Cryptocurrencies, aka digital assets, have become more "mainstream" in recent years. Several firms such as Goldman Sachs, BNY Mellon, Julius Baer and Guggenheim Partners, among others, are coming on board. Last year, SC Ventures, Standard Chartered’s innovation and ventures unit, partnered with Northern Trust to launch Zodia, a cryptocurrency custodian for institutional investors, which was registered with the FCA.

Nickel Digital, which is London-based and regulated by the FCA, told this publication last year that when managed in a controlled manner, exposure to bitcoin can add valuable returns to a portfolio, see here for that interview. 

The firm aims to provide a gateway for traditional investors into the digital assets market across a broad range of risk profiles and says risk management is the core of its approach to investment management.

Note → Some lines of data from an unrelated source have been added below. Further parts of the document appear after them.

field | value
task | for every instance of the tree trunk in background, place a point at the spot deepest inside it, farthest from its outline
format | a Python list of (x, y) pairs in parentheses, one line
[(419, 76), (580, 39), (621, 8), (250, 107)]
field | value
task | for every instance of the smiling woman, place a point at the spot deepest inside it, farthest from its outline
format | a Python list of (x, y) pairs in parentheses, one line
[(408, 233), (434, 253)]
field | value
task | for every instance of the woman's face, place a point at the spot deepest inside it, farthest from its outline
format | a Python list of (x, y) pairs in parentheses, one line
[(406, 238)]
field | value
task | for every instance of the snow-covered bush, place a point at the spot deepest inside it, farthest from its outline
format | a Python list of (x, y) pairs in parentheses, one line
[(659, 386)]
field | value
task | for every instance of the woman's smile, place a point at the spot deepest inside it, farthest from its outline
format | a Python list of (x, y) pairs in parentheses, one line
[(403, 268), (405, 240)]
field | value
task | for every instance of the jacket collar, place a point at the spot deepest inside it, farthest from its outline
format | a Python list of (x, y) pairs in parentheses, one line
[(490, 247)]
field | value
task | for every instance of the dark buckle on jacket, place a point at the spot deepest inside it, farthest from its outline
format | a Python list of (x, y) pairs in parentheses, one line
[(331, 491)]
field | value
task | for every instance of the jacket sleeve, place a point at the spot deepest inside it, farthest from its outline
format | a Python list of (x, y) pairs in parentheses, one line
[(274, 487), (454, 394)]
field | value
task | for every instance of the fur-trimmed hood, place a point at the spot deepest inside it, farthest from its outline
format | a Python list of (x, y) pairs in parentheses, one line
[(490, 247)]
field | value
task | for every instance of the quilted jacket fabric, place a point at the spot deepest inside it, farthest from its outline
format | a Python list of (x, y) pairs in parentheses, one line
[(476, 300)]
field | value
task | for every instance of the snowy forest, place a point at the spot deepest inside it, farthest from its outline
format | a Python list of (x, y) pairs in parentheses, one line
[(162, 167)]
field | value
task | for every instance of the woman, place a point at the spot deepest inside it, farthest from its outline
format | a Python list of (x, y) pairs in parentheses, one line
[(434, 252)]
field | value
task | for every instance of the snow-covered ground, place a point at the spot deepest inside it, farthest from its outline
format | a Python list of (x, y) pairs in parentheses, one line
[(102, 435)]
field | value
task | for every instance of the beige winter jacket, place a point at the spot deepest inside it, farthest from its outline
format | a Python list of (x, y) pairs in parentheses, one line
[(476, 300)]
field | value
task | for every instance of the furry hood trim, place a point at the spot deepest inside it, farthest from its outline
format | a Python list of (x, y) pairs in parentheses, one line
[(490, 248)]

It uses algorithmic trading, pursuing a range of arbitrage strategies in spot and derivative markets, as well as directional solutions, aiming to capture structural expansion of the digital assets market. 

Founded by three people in June 2019, Nickel Digital now has a team of 20 staff, with senior management coming from Goldman, JP Morgan, Bankers Trust, Morgan Stanley, Rothchild, Bank of America, UBS and a few major hedge funds. 

It offers four funds in the digital asset space, including its Digital Asset Arbitrage absolute return fund, Diversified Alpha (Digital Factors) non-directional multi-strategy fund, DeFi Liquid Venture fund capturing the broader digital assets space outside bitcoin, and its Digital Gold Institutional fund, a bitcoin tracker. The fund has delivered strong risk-adjusted returns since inception in 2019, with volatility of 3.5 per cent and a Sharpe ratio of 3.4, according to the company.